The effort is doomed to fail. Senate Majority Leader Mitch McConnell has congratulated Biden on his victory and told his GOP colleagues Tuesday that he wouldn’t back the push to circumvent the voter’s will.
Still, some supporters of the president have sought to cast Loeffler, who has relentlessly promoted her pro-Trump voting record, as a wild card who could join the challenge in the Senate. Pressed on her stance, Loeffler said Jan. 6 is a “long ways off.”
“We’ve got a Senate race to run here in Georgia. We’ve got to win – the future of the country is on the line,” she said, adding when asked to sharpen her position: “I haven’t looked at it. January 6 is a long way out, and there’s a lot to play out between now and then.”
Asked multiple times whether she conceded Trump’s defeat after the Electoral College confirmed Biden’s victory, Loeffler repeated that the president “has a right to every legal recourse and that’s what’s playing out right now.”

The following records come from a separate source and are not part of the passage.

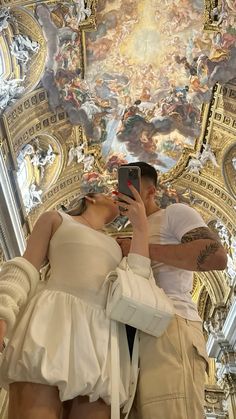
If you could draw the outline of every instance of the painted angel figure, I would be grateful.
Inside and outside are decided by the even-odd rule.
[[[11,46],[12,55],[18,60],[26,64],[30,59],[30,52],[35,54],[39,50],[39,44],[31,41],[27,35],[16,35]]]
[[[225,3],[225,0],[222,0],[221,7],[216,6],[212,9],[211,18],[213,22],[216,23],[216,26],[220,26],[223,20],[227,18],[227,16],[227,4]]]
[[[29,61],[29,53],[25,49],[20,49],[17,41],[13,41],[10,45],[11,54],[16,58],[18,61],[22,61],[26,64]]]
[[[5,94],[0,94],[0,110],[3,110],[7,107],[8,103],[10,102],[11,98],[9,92]]]
[[[73,162],[75,155],[76,155],[76,154],[75,154],[75,147],[74,147],[74,146],[72,146],[72,147],[69,149],[69,152],[68,152],[68,162],[67,162],[67,166],[70,166],[70,164]]]
[[[232,165],[233,165],[234,170],[236,170],[236,156],[233,157],[231,161],[232,161]]]
[[[69,149],[67,166],[70,166],[75,157],[77,163],[81,163],[84,160],[84,146],[85,144],[81,144],[77,145],[76,147],[72,146]]]
[[[212,326],[212,322],[211,322],[210,319],[204,321],[203,328],[204,328],[204,330],[206,330],[208,335],[210,335],[210,334],[213,334],[213,336],[216,335],[215,329]]]
[[[4,109],[11,100],[7,80],[0,79],[0,109]]]
[[[200,174],[200,170],[202,170],[203,164],[199,160],[199,153],[196,155],[196,157],[192,157],[189,160],[187,170],[191,173],[195,173],[196,175]]]
[[[0,9],[0,33],[7,29],[9,25],[9,19],[11,18],[9,7],[1,7]]]
[[[23,157],[30,156],[31,154],[34,154],[34,147],[32,144],[26,144],[26,146],[22,150]]]
[[[227,228],[220,220],[217,220],[215,226],[217,228],[217,232],[220,237],[221,243],[223,245],[226,245],[227,248],[229,249],[230,248],[230,235]]]
[[[24,78],[11,80],[0,79],[0,109],[6,108],[15,97],[23,93],[24,87],[19,85],[22,81],[24,81]]]
[[[20,83],[22,83],[24,79],[25,77],[23,77],[23,79],[7,80],[8,91],[11,96],[11,99],[14,99],[14,97],[18,97],[19,95],[23,93],[25,88],[24,86],[20,86]]]
[[[233,258],[230,255],[227,255],[227,268],[226,272],[230,278],[230,282],[232,284],[232,281],[236,278],[236,264],[233,260]]]
[[[98,107],[92,99],[86,100],[80,107],[86,112],[89,120],[92,120],[93,116],[101,112],[101,108]]]
[[[236,261],[236,238],[231,237],[230,253],[233,259]]]
[[[83,164],[85,172],[90,172],[93,169],[94,160],[94,156],[91,154],[84,157]]]
[[[43,191],[37,189],[35,183],[32,183],[27,191],[27,194],[23,197],[25,207],[29,212],[32,208],[42,203],[41,195]]]
[[[33,53],[38,52],[39,50],[39,43],[36,41],[32,41],[27,35],[16,35],[15,39],[17,40],[18,44],[22,46],[22,48],[26,48],[28,51],[32,51]]]
[[[32,163],[33,166],[36,166],[39,171],[40,171],[40,176],[41,179],[44,176],[45,173],[45,167],[47,165],[52,165],[55,158],[56,158],[56,154],[53,151],[53,148],[51,146],[51,144],[48,145],[48,149],[47,151],[42,149],[39,145],[39,142],[37,141],[37,139],[35,139],[35,143],[37,145],[37,148],[34,149],[32,146],[32,149],[29,149],[28,153],[31,157],[30,161]]]
[[[77,145],[75,147],[75,155],[76,155],[77,163],[81,163],[84,160],[84,146],[85,144]]]
[[[76,11],[77,22],[83,22],[87,17],[91,16],[91,8],[85,7],[84,0],[73,0]]]
[[[200,157],[200,161],[202,163],[203,166],[205,166],[206,162],[208,160],[211,161],[211,163],[215,166],[215,167],[219,167],[217,161],[216,161],[216,157],[215,154],[213,153],[211,146],[209,144],[203,144],[204,150],[201,154]]]
[[[47,153],[46,153],[46,156],[45,156],[45,160],[44,160],[45,163],[44,164],[49,164],[49,165],[53,164],[55,158],[56,158],[56,154],[54,153],[51,144],[49,144],[48,149],[47,149]]]
[[[41,191],[41,189],[37,189],[37,186],[34,183],[30,185],[30,195],[32,197],[33,203],[40,204],[42,202],[42,193],[43,191]]]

Courts at every level have rejected challenges from Trump and his allies, including a U.S. Supreme Court decision last week to toss a lawsuit brought by Texas to throw out the election results in Georgia and other battleground states.
During his visit to Georgia on Tuesday, Biden pressed Georgians to remember that Loeffler and Perdue both endorsed that ill-fated Texas lawsuit as he urged Democrats to rally behind Jon Ossoff and Raphael Warnock.
“Maybe your senators were just confused. Maybe they think they represent Texas,” Biden said. “Well if they want to do the bidding of Texas, they should be running there instead of here in Georgia.”
Perdue can more easily duck the debate over whether to formally protest Biden’s win. His Senate term ends on Jan. 3 – two days before the runoff vote – and he can’t participate in any Senate business until the runoff results are certified, a process that could take weeks.